We need to generate a BAA authentication token, store it, and add it to the HTTP headers for all requests.

  1. Create a JavaScript file named authentication that contains the following module:

     import { dataStore } from './data-store.js'
     
     export const BasicAccessAuthentication = {
     
         computed: Vuex.mapState({
             authToken: 'authToken'
         }),
     
         mounted() {
             // add default header to axios
             axios.defaults.headers.common = {'Authorization': `Basic ${this.authToken}`};
         },
     
         methods: {
             createToken(username, password) {
                 let authToken = window.btoa(username + ":" + password);
                 dataStore.commit("authToken", authToken);
     
                 // add header to current axios instance since mounted has probably already been executed
                 axios.defaults.headers.common = {'Authorization': `Basic ${authToken}`};
             }
         }
     };

    This code provides a createToken function that can be used to create the BAA token from the username and password entered by the user and store it in the data store. The token is retrieved from the data store in the computed section, and added as a default header to Axios in the mounted section so that all HTTP requests will include the token.
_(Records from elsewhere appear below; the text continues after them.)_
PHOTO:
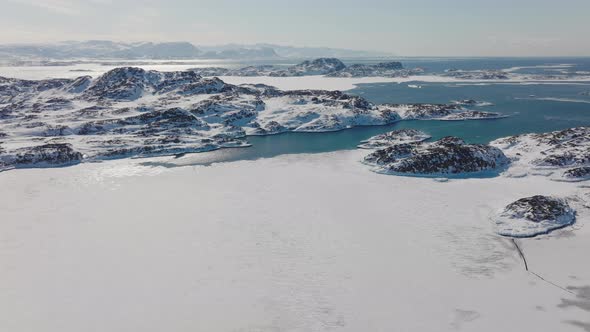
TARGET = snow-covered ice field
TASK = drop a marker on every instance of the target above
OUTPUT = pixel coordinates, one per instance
(292, 243)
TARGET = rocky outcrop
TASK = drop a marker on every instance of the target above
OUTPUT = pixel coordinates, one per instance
(51, 154)
(331, 67)
(477, 74)
(135, 112)
(439, 112)
(532, 216)
(577, 173)
(447, 156)
(557, 151)
(396, 137)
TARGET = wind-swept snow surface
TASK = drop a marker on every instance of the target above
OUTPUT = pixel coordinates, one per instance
(293, 243)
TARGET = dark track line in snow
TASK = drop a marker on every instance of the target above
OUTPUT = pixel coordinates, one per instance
(521, 253)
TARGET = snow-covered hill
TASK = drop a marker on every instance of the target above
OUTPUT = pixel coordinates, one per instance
(133, 112)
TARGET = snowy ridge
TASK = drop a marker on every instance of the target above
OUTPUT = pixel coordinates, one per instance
(329, 67)
(134, 112)
(560, 152)
(532, 216)
(447, 156)
(395, 137)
  2. This module needs to be imported into view-products.js and the other page controller JS files (you don't need to do this for the create-account, navigation or data store files). Add the following to the bottom of each file, just above the app.mount call:

    // import authentication module
    import { BasicAccessAuthentication } from './authentication.js';
  3. Add the BasicAccessAuthentication module to the mixins array of each of the controllers:

    mixins: [BasicAccessAuthentication]

    If there is already a mixin for the NumberFormatter then add the BasicAccessAuthentication to the existing array:

    mixins: [NumberFormatter, BasicAccessAuthentication]
  4. Add the following to the state section of data-store.js:

     // basic access authentication token
     authToken: null;
  5. Add the following mutation to data-store.js:

     // store basic access token
     authToken(state, token) {
         state.authToken = token;
     }
  6. Add the following to the signIn function in customer.js. It should go at the top of the function, before the axios call:

     this.createToken(this.customer.username, this.customer.password);

That should be it. Restart the server and test everything to make sure it all works --- the password is now being checked, so you need to enter the correct password for the user in the sign in page.